Before You Bring Your Dog Home
  1. Pick up all necessary items: Food and water bowls, dog food, collar, leash, and toys. Make sure to also order an identification tag ahead of time to have ready for when you pick up your dog. If your dog is micro-chipped and the rescue or shelter did not already do so, register your contact information with the chip company.
  2. As your dog will be under a lot of stress due to the change in environment, establish where your dog will be spending most of their time. A kitchen usually works best for easy clean-up.
  3. Dog-proof the designated area. This includes storing household chemicals on high shelves, taping loose electrical cords to baseboards, removing rugs, plants and anything breakable, as well as installing baby gates and setting up the crate.
  4. You want to start training your dog as soon as you have them. Create a vocab list for everyone in your household to use when giving them directions.
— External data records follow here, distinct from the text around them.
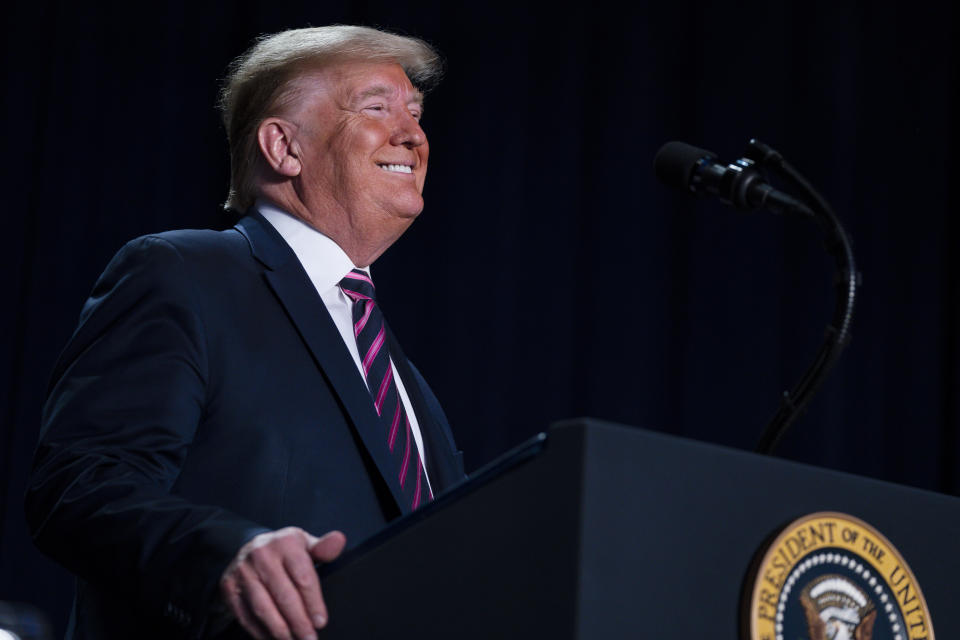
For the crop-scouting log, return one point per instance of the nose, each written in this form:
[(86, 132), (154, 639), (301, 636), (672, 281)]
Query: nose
[(407, 132)]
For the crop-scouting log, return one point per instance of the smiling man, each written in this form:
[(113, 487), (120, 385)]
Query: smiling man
[(233, 406)]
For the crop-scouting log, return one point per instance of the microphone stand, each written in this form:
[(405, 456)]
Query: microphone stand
[(846, 280)]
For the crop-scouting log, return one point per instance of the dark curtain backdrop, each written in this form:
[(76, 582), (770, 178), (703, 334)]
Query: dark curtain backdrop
[(549, 276)]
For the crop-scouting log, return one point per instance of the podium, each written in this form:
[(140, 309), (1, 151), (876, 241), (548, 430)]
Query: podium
[(604, 531)]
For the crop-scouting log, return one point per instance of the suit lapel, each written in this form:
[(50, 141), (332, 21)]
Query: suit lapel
[(293, 288)]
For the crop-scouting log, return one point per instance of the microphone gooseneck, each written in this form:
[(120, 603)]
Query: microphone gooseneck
[(742, 184)]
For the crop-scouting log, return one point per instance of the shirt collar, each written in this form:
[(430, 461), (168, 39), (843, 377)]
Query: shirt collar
[(322, 258)]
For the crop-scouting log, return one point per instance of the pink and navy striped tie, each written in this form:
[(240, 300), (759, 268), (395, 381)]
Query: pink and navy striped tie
[(370, 329)]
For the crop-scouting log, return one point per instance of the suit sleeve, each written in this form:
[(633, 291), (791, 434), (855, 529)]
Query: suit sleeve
[(126, 400)]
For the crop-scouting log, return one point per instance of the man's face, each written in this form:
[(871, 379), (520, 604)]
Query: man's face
[(362, 151)]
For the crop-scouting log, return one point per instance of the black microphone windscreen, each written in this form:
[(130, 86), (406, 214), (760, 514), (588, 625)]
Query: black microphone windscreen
[(675, 161)]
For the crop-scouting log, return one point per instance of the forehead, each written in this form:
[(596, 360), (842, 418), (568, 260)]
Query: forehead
[(348, 82)]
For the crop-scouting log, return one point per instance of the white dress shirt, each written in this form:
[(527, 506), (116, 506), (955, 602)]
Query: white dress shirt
[(326, 264)]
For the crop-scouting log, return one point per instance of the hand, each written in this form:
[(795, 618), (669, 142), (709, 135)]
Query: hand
[(272, 588)]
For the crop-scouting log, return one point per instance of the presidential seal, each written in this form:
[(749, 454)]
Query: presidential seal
[(830, 576)]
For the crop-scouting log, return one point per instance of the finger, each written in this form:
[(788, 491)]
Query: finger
[(328, 547), (230, 590), (249, 622), (261, 605), (304, 577), (286, 597)]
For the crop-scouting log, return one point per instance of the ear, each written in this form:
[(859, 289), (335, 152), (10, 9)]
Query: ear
[(275, 137)]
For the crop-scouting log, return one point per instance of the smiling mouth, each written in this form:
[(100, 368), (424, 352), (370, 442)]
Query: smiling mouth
[(396, 168)]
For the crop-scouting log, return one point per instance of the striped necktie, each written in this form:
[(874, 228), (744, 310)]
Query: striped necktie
[(370, 329)]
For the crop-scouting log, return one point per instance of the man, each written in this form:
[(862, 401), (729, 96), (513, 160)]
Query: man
[(232, 403)]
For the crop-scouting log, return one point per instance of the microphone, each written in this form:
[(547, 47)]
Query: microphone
[(740, 183)]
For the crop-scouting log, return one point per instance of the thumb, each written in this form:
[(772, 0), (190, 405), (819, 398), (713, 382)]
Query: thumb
[(328, 547)]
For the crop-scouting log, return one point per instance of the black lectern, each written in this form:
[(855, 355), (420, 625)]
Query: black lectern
[(616, 532)]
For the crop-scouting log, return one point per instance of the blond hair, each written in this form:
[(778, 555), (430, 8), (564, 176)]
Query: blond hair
[(260, 82)]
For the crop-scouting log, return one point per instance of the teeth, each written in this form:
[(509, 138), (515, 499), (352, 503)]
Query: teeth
[(399, 168)]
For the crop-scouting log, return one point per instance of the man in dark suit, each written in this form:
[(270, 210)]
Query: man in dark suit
[(220, 402)]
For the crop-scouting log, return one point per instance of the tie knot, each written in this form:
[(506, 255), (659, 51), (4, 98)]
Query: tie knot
[(358, 285)]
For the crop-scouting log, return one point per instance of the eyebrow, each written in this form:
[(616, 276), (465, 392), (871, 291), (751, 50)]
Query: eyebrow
[(385, 91)]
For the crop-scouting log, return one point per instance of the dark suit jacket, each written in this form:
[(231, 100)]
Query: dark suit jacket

This will help your dog learn his commands more quickly, and prevent any confusion.
Day One
  1. When you pick your dog up, ask the rescue/shelter what and when they were fed. Mirror that schedule for at least the first few days to avoid gastric issues. If you decide to switch to a different brand of dog food, do so over a one week period by adding one part new food to three parts of the old food, then switch to half new half old, and then one part old to three parts new, before finally transitioning to the new food completely.
  2. Safely secure your dog on the ride home, preferably in a crate.
  3. Take your dog to the area that you plan on having him go to the bathroom. Even if your dog does go, be prepared that there may still be accidents. Coming into a home with new sights, sounds, smells and people can throw your dog off.
  4. Start a schedule of going to the bathroom, feeding and exercise/playtime.
  5. If you plan to crate train your dog, leave the crate open so they can go in and out as they please in case they get overwhelmed.
  6. Remain quiet and calm around your dog (keep this up for at least the first few days). Limit too much excitement, such as having strangers come over or bringing them to the dog park. This will allow your dog to settle in easier, as well as give you more one-on-one time to get to know them.
The Following Weeks
  1. Be patient with your dog as they may be a bit uneasy when first getting to know you. Understand that you may not see their true personality until several weeks after adoption.
  2. Stick to the original schedule you plan to maintain for feeding, potty time, and walks. This schedule is important in showing your dog what is expected of them, and what they can expect from you.
  3. After ensuring your dog has all the necessary vaccines, you may want to take your dog to the dog park or group training classes to interact with other doggies. Note your dog’s body language to be sure they are not fearful of a dog park bully, and that they’re having a good time.
  4. Give your dog the attention they need. You want a long happy life together, and so do they.

If you’re planning to get a new dog, congratulations! We hope you find these tips helpful in ensuring a positive experience for both you and your new canine companion.